Whether concert, rally, demonstration or trade fair, so that safety can be ensured at large public events – and in times of a pandemic also the health of those present – it is important to know accurately how many people have assembled. This year a new aspect was added: protection from infection. In order to guarantee safety also in this wider sense, knowing precise numbers has increased in relevance.
Experts in photogrammetry and image analysis at the German Aerospace Center (DLR) have designed a 'learning algorithm' that automatically counts the number of people on photos and videos. The special advantage: the algorithm can be used on a wide variety of information sources and quality levels. Applying artificial intelligence methodologies, the system was trained to detect edges and shapes that are typical of people on pictures. And do it in real time and respecting data protection regulations, which is possible because it cannot recognize people, but only count or record their presence.
Reliable automatic estimates – also as conditions change
"We most recently analysed a YouTube video that someone recorded on his cell phone during a mass rally. Some of the images were rather blurred. The algorithm is tolerant as far as the quality of the source material is concerned. The images do not have to have particularly high resolution or be taken from a stationary location", explains Dr. Reza Bahmanyar of the DLR Remote Sensing Technology Institute. "The system’s preliminary estimate of the size of a crowd was already astonishingly close to the police estimate. We still have a high error ratio, of course, but as we refine the system that should go down considerably."
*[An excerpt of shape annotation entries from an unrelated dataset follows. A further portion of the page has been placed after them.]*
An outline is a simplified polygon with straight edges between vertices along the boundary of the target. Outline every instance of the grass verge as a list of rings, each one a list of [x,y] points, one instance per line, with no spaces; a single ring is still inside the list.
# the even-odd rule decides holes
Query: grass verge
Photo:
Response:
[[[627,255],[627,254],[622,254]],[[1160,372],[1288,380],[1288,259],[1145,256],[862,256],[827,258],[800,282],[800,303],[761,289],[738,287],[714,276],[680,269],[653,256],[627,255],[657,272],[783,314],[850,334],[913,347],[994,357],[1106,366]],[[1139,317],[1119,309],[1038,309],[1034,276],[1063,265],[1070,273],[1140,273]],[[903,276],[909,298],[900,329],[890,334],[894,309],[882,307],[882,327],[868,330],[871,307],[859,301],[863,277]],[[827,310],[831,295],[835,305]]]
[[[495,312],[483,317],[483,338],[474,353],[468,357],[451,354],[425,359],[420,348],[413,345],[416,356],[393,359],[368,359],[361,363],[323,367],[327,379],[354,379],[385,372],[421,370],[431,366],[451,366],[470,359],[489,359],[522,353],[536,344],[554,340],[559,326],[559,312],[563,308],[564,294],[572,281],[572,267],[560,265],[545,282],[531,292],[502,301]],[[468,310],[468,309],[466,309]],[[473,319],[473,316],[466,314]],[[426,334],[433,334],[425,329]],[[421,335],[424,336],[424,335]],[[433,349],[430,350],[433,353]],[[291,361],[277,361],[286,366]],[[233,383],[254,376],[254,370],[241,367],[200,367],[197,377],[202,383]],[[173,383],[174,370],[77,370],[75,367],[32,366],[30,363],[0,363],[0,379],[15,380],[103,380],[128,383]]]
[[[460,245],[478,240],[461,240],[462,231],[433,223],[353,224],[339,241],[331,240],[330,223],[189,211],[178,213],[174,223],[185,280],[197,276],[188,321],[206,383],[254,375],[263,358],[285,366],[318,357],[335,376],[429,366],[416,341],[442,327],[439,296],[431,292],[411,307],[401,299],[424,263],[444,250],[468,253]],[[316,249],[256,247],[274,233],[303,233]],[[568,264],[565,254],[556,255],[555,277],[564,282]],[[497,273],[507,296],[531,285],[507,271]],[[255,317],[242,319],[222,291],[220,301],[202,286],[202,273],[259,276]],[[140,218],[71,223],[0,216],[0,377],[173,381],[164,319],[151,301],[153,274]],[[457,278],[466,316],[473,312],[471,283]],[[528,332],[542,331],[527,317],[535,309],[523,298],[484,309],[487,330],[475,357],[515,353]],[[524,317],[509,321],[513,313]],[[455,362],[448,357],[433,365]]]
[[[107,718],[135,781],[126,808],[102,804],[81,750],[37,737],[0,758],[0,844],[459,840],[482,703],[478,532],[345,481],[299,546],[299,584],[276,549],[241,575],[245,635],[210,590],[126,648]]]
It does not matter if the lighting changes, or the camera position, image quality or camera angle: the system even supplies relatively precise estimates in cases of very rapidly changing image parameters. From one time to the next, using graphic indicators the AI-based system increases how precisely it records people and estimates how many of them are present – without identifying them. "We only record statistical values, not images or personal data. Privacy is not compromised with our method ", stresses DLR expert Bahmanyar.
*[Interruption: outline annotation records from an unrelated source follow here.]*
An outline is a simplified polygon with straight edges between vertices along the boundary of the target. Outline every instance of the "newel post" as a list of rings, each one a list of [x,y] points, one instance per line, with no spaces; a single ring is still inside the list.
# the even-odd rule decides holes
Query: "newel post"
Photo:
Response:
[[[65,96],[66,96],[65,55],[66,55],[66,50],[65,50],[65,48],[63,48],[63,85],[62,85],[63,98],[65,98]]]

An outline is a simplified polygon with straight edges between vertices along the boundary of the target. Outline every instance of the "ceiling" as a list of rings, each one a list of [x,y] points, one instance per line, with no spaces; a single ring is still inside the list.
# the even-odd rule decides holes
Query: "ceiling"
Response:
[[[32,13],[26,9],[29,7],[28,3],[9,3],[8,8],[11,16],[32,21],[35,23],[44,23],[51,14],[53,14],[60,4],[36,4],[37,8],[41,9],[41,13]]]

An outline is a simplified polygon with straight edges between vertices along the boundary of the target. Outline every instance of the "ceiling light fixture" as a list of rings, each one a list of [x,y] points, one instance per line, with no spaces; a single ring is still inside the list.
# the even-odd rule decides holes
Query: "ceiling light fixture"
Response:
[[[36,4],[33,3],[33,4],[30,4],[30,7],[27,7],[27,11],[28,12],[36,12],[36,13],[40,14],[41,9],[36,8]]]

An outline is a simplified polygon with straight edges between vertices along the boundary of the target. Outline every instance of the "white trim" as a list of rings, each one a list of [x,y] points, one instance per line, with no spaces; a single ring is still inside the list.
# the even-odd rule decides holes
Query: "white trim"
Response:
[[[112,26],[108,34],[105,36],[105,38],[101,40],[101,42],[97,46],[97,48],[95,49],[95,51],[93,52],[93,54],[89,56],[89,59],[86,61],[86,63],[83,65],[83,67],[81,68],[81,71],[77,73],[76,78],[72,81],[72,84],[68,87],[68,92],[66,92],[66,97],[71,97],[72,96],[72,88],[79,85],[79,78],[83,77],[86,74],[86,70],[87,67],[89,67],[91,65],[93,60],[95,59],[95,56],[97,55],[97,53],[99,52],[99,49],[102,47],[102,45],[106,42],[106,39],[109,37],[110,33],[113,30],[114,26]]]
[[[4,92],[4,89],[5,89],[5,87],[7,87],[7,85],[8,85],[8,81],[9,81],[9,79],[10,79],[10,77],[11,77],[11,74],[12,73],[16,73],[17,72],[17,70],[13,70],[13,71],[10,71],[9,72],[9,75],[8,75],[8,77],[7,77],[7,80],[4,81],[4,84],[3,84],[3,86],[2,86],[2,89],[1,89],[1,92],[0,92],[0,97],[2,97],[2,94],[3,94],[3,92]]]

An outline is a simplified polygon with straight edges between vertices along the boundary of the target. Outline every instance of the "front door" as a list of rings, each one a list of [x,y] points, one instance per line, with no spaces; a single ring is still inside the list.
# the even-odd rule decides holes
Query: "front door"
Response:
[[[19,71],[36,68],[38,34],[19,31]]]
In the case of cell phone videos, the team manually specifies the velocity of the mass of people, the so-called 'region of interest' in the image, in other words the segment of the source material used for the analysis, and the scan rate. The scan rate depends on the velocity of the flow of people and is chosen so that the individual images analysed by the system will show different people each time. This assures the researchers that they are not counting people twice.
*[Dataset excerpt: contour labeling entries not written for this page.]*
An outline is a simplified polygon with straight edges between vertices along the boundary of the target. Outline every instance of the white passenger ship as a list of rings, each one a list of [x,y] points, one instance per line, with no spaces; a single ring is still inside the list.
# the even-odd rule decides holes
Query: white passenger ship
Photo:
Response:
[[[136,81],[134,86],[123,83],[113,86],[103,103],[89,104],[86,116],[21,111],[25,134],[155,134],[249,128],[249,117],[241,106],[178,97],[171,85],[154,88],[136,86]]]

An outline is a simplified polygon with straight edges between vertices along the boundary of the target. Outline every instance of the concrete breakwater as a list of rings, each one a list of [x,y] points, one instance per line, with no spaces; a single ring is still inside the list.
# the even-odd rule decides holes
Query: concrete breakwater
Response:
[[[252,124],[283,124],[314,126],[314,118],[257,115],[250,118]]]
The whole procedure can be further automated if the camera parameters are known in advance. The choice of image segment and scan rate can be automatic if the images are recorded by permanently installed overview cameras. In addition, as the angle increases between the camera’s line of sight and the direction the crowd is moving, there is less overlapping of individuals in the image, so the estimate becomes more accurate. Likewise, the higher the image quality, the better the count. Since the system works when the crowd as well as the camera are moving, it is also possible to analyse images from flying platforms like camera drones.
The team at DLR’s Remote Sensing Technology Institute has trained the algorithm to record people. But since the system is based on a deep neural network it could also be applied in a wide range of other areas. Only time for the training and a number of training rounds are needed to teach the AI-algorithm to recognize other features. For example, it could be used for quality assurance by detecting surface defects, or for environmental monitoring by estimating the number of particles like plankton on underwater images.